How could the Jasad Queen be a mouthy crook who would sooner wrestle a rabid bear than hold her temper for ten minutes? The Jasad Malika couldn’t be vicious and loud and unreasonably confident in her comedic skills—

“Lukub has closed its borders.” Arin spoke over his own thoughts, an action he was loath to have grown accustomed to.

“Orban has collected dozens of Jasadis under the guise of other crimes and executed them. The khawaga have taken the crisis as an opportunity to pillage any village they see fit. Felix’s raids…

” Arin exhaled softly, collecting his fury before it could unravel.

“That imbecile is indiscriminately raiding his own lower villages. The last report said seventy accused Jasadis had been murdered—by his own men or by the people around them, who fear potential Jasadi presence will invite the Omalian forces down upon them.”

It hadn’t come as a surprise to Arin, who had already taken steps to account for the recklessness of the other kingdoms. Nizahl soldiers were threaded throughout Essam, planted at strategic trade routes, and holding vigil from Nizahlan strongholds at the nexus of each kingdom.

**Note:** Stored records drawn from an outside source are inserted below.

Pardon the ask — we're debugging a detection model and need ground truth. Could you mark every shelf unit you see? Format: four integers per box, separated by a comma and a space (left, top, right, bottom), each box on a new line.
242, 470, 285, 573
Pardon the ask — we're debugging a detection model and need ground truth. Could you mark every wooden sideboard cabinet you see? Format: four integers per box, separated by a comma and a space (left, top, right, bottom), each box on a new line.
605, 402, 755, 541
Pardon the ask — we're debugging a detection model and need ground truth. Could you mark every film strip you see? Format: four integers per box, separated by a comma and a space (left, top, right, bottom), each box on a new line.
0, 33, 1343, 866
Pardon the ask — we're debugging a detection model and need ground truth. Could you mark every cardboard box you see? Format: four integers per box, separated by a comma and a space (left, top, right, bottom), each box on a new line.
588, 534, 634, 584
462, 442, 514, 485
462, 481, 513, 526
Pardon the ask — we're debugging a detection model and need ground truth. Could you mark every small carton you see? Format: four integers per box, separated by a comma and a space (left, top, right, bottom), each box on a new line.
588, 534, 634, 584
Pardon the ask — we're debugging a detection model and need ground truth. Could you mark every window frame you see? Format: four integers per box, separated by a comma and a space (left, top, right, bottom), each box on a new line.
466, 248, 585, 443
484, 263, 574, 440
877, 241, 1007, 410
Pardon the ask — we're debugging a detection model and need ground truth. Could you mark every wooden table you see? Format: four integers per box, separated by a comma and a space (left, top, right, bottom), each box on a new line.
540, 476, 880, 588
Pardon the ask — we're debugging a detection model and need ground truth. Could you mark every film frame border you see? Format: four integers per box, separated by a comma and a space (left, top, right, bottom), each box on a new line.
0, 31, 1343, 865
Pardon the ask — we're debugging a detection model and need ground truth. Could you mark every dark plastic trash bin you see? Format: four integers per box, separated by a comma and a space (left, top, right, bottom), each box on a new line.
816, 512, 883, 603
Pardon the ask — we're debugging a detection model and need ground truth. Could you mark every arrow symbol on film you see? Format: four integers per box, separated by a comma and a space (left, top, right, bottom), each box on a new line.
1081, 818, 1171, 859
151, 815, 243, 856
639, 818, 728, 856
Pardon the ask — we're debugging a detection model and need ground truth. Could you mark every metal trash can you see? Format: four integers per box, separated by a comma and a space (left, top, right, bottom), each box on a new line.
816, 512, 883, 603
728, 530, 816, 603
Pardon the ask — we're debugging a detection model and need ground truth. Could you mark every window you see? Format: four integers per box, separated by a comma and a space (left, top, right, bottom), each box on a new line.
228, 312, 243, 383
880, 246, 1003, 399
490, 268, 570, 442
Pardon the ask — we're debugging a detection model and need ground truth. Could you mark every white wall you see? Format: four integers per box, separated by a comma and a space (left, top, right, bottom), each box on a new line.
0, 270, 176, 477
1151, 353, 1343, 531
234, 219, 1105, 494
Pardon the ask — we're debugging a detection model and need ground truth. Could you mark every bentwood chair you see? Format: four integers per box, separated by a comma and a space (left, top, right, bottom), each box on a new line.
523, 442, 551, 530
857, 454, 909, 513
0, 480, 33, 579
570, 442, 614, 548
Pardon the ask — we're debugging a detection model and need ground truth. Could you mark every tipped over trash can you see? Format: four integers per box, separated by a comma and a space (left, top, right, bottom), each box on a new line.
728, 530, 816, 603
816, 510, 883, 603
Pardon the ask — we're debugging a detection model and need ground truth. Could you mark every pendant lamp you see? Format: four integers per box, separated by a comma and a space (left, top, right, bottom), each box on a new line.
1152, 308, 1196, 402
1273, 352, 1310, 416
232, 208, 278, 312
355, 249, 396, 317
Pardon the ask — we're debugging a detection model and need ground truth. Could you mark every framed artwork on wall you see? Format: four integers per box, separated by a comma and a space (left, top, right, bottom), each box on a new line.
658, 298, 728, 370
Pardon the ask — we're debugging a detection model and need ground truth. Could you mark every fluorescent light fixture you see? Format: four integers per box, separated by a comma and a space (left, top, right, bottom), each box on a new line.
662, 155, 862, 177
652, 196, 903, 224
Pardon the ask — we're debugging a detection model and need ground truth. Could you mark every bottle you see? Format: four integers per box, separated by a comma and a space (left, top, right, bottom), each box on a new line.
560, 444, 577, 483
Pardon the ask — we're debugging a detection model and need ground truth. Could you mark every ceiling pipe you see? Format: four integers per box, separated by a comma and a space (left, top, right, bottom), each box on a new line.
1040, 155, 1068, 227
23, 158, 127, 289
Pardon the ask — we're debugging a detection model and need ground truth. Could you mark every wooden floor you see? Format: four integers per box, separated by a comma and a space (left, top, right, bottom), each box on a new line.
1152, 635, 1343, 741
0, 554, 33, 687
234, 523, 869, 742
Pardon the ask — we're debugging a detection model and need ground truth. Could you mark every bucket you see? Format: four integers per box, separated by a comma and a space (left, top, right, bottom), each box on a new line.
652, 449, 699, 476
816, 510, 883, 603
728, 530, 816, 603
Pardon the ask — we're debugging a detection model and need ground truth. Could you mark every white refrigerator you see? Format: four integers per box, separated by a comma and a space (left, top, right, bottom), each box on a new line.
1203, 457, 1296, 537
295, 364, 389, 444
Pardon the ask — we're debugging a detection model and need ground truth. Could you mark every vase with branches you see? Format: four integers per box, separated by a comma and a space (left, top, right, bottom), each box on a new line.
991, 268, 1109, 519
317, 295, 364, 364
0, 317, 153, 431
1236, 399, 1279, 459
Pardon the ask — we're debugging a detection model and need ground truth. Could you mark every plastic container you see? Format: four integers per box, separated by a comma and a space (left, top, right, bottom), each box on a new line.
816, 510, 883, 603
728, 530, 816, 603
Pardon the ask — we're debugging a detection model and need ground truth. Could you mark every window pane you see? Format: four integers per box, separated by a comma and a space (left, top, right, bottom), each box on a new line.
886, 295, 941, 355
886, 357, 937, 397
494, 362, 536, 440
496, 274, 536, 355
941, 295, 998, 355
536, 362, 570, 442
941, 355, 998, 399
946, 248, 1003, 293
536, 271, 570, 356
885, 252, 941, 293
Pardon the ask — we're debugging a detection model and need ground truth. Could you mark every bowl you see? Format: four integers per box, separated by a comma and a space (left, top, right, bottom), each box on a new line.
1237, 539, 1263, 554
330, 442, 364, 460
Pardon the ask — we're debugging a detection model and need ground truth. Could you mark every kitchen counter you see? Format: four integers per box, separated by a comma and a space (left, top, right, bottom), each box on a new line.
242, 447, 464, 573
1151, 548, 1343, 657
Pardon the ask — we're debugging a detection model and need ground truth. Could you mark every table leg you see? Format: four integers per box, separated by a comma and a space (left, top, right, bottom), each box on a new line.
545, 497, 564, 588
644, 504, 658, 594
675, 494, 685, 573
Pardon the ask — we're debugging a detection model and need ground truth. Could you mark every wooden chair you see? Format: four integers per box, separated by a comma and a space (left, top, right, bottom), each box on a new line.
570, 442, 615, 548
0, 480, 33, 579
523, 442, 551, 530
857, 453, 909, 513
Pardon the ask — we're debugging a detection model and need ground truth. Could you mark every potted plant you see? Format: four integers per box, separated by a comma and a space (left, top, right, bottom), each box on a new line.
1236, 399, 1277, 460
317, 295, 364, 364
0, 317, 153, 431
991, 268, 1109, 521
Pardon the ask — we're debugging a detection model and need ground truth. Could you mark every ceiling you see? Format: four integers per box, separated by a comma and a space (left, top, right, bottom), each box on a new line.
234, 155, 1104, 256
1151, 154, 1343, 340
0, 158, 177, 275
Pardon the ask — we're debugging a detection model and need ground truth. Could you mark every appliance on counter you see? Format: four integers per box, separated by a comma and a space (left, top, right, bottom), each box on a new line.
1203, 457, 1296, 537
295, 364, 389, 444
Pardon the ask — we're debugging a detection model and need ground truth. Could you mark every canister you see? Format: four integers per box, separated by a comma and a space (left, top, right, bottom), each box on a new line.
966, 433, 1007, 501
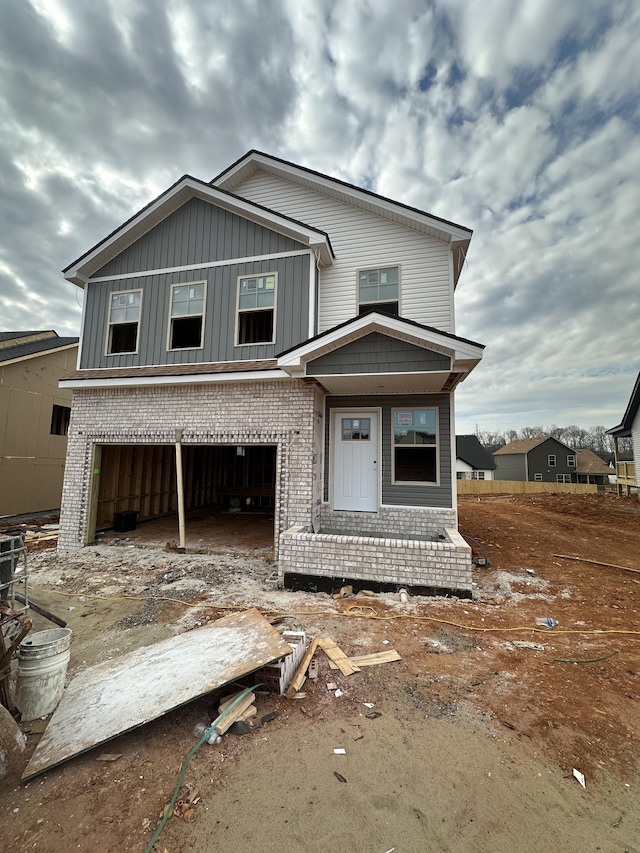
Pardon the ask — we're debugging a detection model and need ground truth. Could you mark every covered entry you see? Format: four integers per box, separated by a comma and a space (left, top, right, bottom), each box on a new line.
87, 444, 277, 542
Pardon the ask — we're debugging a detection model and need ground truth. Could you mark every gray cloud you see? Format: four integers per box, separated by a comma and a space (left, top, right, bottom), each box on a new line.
0, 0, 640, 431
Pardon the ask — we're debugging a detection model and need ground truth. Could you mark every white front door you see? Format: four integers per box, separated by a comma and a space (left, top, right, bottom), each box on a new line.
333, 411, 378, 512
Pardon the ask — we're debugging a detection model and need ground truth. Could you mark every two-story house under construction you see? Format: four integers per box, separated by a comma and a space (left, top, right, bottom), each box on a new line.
59, 151, 483, 594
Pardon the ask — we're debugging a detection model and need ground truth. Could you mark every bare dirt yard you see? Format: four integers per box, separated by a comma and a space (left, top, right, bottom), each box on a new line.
0, 495, 640, 853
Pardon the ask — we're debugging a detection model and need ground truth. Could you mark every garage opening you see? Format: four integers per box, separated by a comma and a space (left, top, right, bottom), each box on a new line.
92, 444, 277, 550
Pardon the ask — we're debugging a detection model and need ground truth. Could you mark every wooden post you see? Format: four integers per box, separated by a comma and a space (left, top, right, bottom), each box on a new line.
176, 429, 185, 548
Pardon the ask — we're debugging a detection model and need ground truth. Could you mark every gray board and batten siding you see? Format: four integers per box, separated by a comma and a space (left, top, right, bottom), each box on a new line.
93, 198, 306, 278
80, 199, 310, 369
323, 394, 452, 509
307, 332, 451, 376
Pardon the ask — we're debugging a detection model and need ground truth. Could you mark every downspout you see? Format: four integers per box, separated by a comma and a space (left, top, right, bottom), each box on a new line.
176, 428, 185, 551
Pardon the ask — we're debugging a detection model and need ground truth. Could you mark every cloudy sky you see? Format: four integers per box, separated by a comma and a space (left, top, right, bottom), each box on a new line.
0, 0, 640, 432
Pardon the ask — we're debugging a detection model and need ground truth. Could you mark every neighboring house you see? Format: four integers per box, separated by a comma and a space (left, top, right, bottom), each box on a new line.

Not to find the Urabi, whose intelligence Arin valued much higher than that of his fellow rulers, but to ensure the other three kingdoms did not engage in any action too catastrophic for Arin to fix.

Little had he known catastrophe was the very first item on their agenda.

Jeru cleared his throat. “I will leave no stone unturned, sire.”

“Stop turning stones,” Arin said. “Start throwing them.”

Before the guard could answer, Arin pushed out the words souring in his throat. “If the council votes for conscription, you will need to ride against any town that resists.”